I’m in a window seat and can’t help but stick my face up against the window every 20 minutes or so. The guy in the aisle seat probably thinks I’m crazy, taking photos out the window.
For the last few hours, very flat, snow-covered land with a kind of large grid of roads. Farms, small towns. For someone from Boston – where even the busiest streets downtown are paved cattle trails – and who is into clean lines and a bit of minimalism, this is strangely beautiful.
I’m just starting to see, not exactly mountains, but hills. Pine trees darken the land as it comes up towards us.
This one flight is showing me just how varied and beautiful this nation is.
Of course, by now maybe you can guess what my big confession is.
I don’t travel often.
I haven’t been on a plane in two years.

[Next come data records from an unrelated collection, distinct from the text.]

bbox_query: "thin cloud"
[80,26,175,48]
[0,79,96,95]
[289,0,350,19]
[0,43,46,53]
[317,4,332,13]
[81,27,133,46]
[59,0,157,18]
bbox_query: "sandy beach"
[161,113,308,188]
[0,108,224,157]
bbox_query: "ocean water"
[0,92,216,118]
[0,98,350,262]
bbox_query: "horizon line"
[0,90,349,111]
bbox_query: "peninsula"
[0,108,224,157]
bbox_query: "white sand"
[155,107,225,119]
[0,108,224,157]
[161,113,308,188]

Every conference I’ve been to for work has been on the Eastern Seaboard. Atlanta. Philadelphia. I’ve never been further south than Florida, and never further west than Johnson City, TN (actually, I had a layover in Columbus, OH, but I was in the airport for all of an hour, so I don’t count it).

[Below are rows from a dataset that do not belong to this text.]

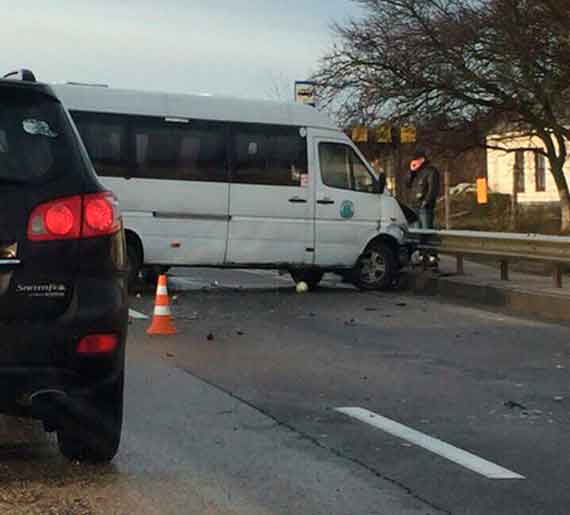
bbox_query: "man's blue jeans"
[417,208,435,229]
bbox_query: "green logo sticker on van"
[340,200,355,219]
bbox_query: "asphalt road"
[1,268,569,514]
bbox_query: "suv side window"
[232,125,307,186]
[319,142,376,193]
[72,112,128,178]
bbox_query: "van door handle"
[317,198,335,205]
[289,196,307,204]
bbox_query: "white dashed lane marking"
[336,407,525,480]
[129,309,149,320]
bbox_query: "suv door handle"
[317,198,335,205]
[289,196,307,204]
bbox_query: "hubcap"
[360,250,386,284]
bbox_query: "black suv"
[0,70,128,462]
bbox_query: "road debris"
[207,333,215,341]
[504,400,527,410]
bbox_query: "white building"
[486,133,570,203]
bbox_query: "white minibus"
[53,84,412,290]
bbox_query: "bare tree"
[314,0,570,231]
[265,71,291,102]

This is different than how I’d always thought I’d be. Growing up, I’d always figured travel – for work and for pleasure – would be a fairly regular thing for me. But it just hasn’t panned out that way.
Here’s yet another way social media is changing my life. First, and most obvious, is that social media has given me the means to meet Meg, the reason I’m on this plane right now. She flew from Vancouver to Boston last October (her longest trip ever), and I’m heading to her fair city today. This back and forth will keep up for the next several months, until Meg is able to make the leap to Boston full time.
But there’s another way social media’s going to get me on a plane, and that’s Social Media for Social Change. We’re organizing our second event for New York in April. Now, I’ve been to New York over a dozen times, but the chance to go there and do something, give something to the city, is exciting.
There’s talk, after New York, of doing SM4SC events in Philadelphia, Atlanta, Portland, OR, and even London. I’m sure we’ll be visiting more and more cities as SM4SC grows.
Beyond that, there are of course the conferences that I’ll go to for SM4SC, both social media ones and nonprofit ones. I won’t be able to make SXSW this spring, but I’ll certainly be there in 2010.